The farm was one of the very few places I ever felt safe or happy as a child and now the turned halcyon memories of later life are entwined into any return. For a time the farm was infinitely vast, stretching in that way of the flatlands to the horizon in every direction. All grown I now know it was an hour's leisurely stroll but still I can see these trees on the horizon and remember not being tall enough to see past the wheat to where the world ended, all grown I know now they are close but their ghosts remain a life away.

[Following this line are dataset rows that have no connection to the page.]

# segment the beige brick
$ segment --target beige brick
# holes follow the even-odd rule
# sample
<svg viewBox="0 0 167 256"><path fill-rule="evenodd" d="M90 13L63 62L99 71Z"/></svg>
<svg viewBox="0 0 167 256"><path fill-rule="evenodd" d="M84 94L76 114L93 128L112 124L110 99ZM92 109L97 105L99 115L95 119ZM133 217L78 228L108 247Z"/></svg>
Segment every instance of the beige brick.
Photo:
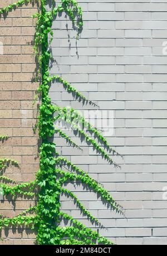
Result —
<svg viewBox="0 0 167 256"><path fill-rule="evenodd" d="M1 64L0 73L21 72L21 64Z"/></svg>
<svg viewBox="0 0 167 256"><path fill-rule="evenodd" d="M9 4L11 4L13 2L13 0L3 0L1 2L0 8L6 7Z"/></svg>
<svg viewBox="0 0 167 256"><path fill-rule="evenodd" d="M0 147L0 154L1 156L9 154L11 155L13 153L12 147Z"/></svg>
<svg viewBox="0 0 167 256"><path fill-rule="evenodd" d="M36 32L35 27L22 27L22 35L23 36L34 36ZM16 32L17 33L17 32Z"/></svg>
<svg viewBox="0 0 167 256"><path fill-rule="evenodd" d="M37 108L38 102L37 102L34 104L34 102L32 100L24 100L22 101L21 104L22 109L32 109Z"/></svg>
<svg viewBox="0 0 167 256"><path fill-rule="evenodd" d="M12 63L12 55L1 55L0 63Z"/></svg>
<svg viewBox="0 0 167 256"><path fill-rule="evenodd" d="M21 122L18 119L0 119L1 127L20 127Z"/></svg>
<svg viewBox="0 0 167 256"><path fill-rule="evenodd" d="M22 156L22 162L24 163L39 163L39 157L37 156Z"/></svg>
<svg viewBox="0 0 167 256"><path fill-rule="evenodd" d="M22 72L35 72L36 69L36 64L22 64Z"/></svg>
<svg viewBox="0 0 167 256"><path fill-rule="evenodd" d="M31 73L14 73L13 74L13 81L31 81L33 78Z"/></svg>
<svg viewBox="0 0 167 256"><path fill-rule="evenodd" d="M0 109L20 109L20 101L0 100Z"/></svg>
<svg viewBox="0 0 167 256"><path fill-rule="evenodd" d="M12 93L11 91L1 91L1 98L2 100L10 100L12 99Z"/></svg>
<svg viewBox="0 0 167 256"><path fill-rule="evenodd" d="M12 36L12 45L32 45L34 41L33 36Z"/></svg>
<svg viewBox="0 0 167 256"><path fill-rule="evenodd" d="M1 152L1 151L0 151ZM35 155L38 152L37 147L14 147L13 153L14 154L19 155Z"/></svg>
<svg viewBox="0 0 167 256"><path fill-rule="evenodd" d="M38 12L38 10L36 8L22 9L22 17L31 17L32 15Z"/></svg>
<svg viewBox="0 0 167 256"><path fill-rule="evenodd" d="M7 229L6 230L3 229L2 230L1 237L2 238L21 238L22 231L21 230L11 230Z"/></svg>
<svg viewBox="0 0 167 256"><path fill-rule="evenodd" d="M1 112L0 112L1 117ZM13 110L13 118L33 118L33 113L32 110Z"/></svg>
<svg viewBox="0 0 167 256"><path fill-rule="evenodd" d="M3 54L21 54L21 47L20 45L12 45L3 46Z"/></svg>
<svg viewBox="0 0 167 256"><path fill-rule="evenodd" d="M23 230L22 238L36 238L37 233L30 229Z"/></svg>
<svg viewBox="0 0 167 256"><path fill-rule="evenodd" d="M21 82L0 82L0 90L19 91L22 89Z"/></svg>
<svg viewBox="0 0 167 256"><path fill-rule="evenodd" d="M11 62L11 61L10 61ZM35 63L35 56L32 55L12 55L13 63ZM4 62L2 62L4 63ZM4 62L6 63L6 62Z"/></svg>
<svg viewBox="0 0 167 256"><path fill-rule="evenodd" d="M31 45L23 45L22 46L22 54L33 54L34 50Z"/></svg>
<svg viewBox="0 0 167 256"><path fill-rule="evenodd" d="M17 121L17 120L15 120ZM20 127L20 123L19 123ZM37 136L34 134L32 128L19 128L13 129L13 136L14 137L36 137Z"/></svg>
<svg viewBox="0 0 167 256"><path fill-rule="evenodd" d="M11 128L0 128L0 134L6 136L11 137L13 135L13 129Z"/></svg>
<svg viewBox="0 0 167 256"><path fill-rule="evenodd" d="M36 124L36 120L33 119L22 119L21 120L21 127L22 128L32 128L35 127Z"/></svg>
<svg viewBox="0 0 167 256"><path fill-rule="evenodd" d="M11 36L1 36L0 42L2 42L3 45L11 45L12 44L12 37Z"/></svg>
<svg viewBox="0 0 167 256"><path fill-rule="evenodd" d="M13 18L13 26L14 27L31 27L33 25L32 22L33 19L31 17Z"/></svg>
<svg viewBox="0 0 167 256"><path fill-rule="evenodd" d="M6 27L1 28L1 36L20 36L21 34L21 27L8 27L7 30Z"/></svg>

The farm's decline is fitting metaphor for my ninety-two year old Nan. Gardens that were once resplendent now are lost, pathways overgrown - the trails I take to the smashed vineyards or the toppled potting sheds are those of memory - feet following forgotten footsteps. And yet, when I pause and ponder, I stop and sit, I can still see colours brightening, trees shaping and walls holding true - the sense of a labour of love, much like the embrace of family, holds dear past the reality of the present.
Soon I know the farm will pass on, soon there will come a day I can no longer visit, those memories of yesteryear need to be shored up whilst I can, held fast in the gloaming glow of love. I can find peace with that, Nan and the farm are forever entwined, one without the other would seem untrue to either. But for now both endure.